Fake celeb LinkedIn profiles lead to malware
Beware links on the network purporting to offer nude shots of Knowles, Beckham, Ricci, Dunst, Hayek, and Hudson; they lead to malware, security researchers say.
A security researcher has discovered fake profiles for celebrities on LinkedIn that have links to malicious code, according to a blog posting on Trend Micro's site.
The celebrity profiles that are not to be trusted include ones created using the names: Beyonce Knowles, Victoria Beckham, Christina Ricci, Kirsten Dunst, Salma Hayek, and Kate Hudson. They were uncovered by Trend Micro Advanced Threats Researcher Ivan Macalintal.
In its blog posting late on Monday, Trend Micro said it was continuing its investigation. The links on the professional networking site attempt to lure viewers by purporting to be nude shots of the celebrities.

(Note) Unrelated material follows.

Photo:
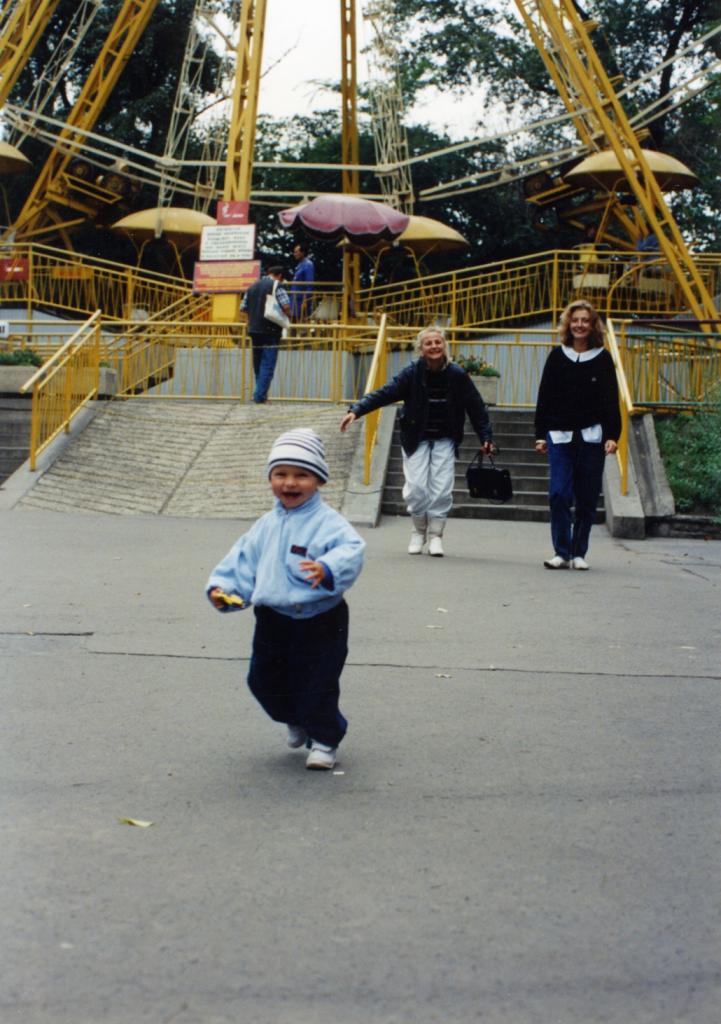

McAfee's Avert Labs Blog has more details and screenshots.
"So when an unsuspecting user gets tricked to follow the lure, he will end up on different malicious Web sites trying the classical social-engineering tricks of either the 'missing video codec' or of showing a fake AV scan and telling the user (that) his computer was infected with malware and offering a 'free' AV scanner software, which in fact is the real threat," the McAfee blog says.
Graham Cluley of Sophos also found many other fake celeb profiles and says that as recently as Thursday, the Troj/Decdec-A malicious JavaScript code was being found on them.
"It's a shame that LinkedIn (isn't) keeping a closer eye on obviously bogus profiles being created on (its) site," Cluley writes. "Undoubtedly, spammers, malware authors, and other cybercriminals may be abusing the system to link to their Web pages in the hope that it will generate a higher ranking in search engines like Google."
Representatives from LinkedIn did not immediately return a call seeking comment on Tuesday.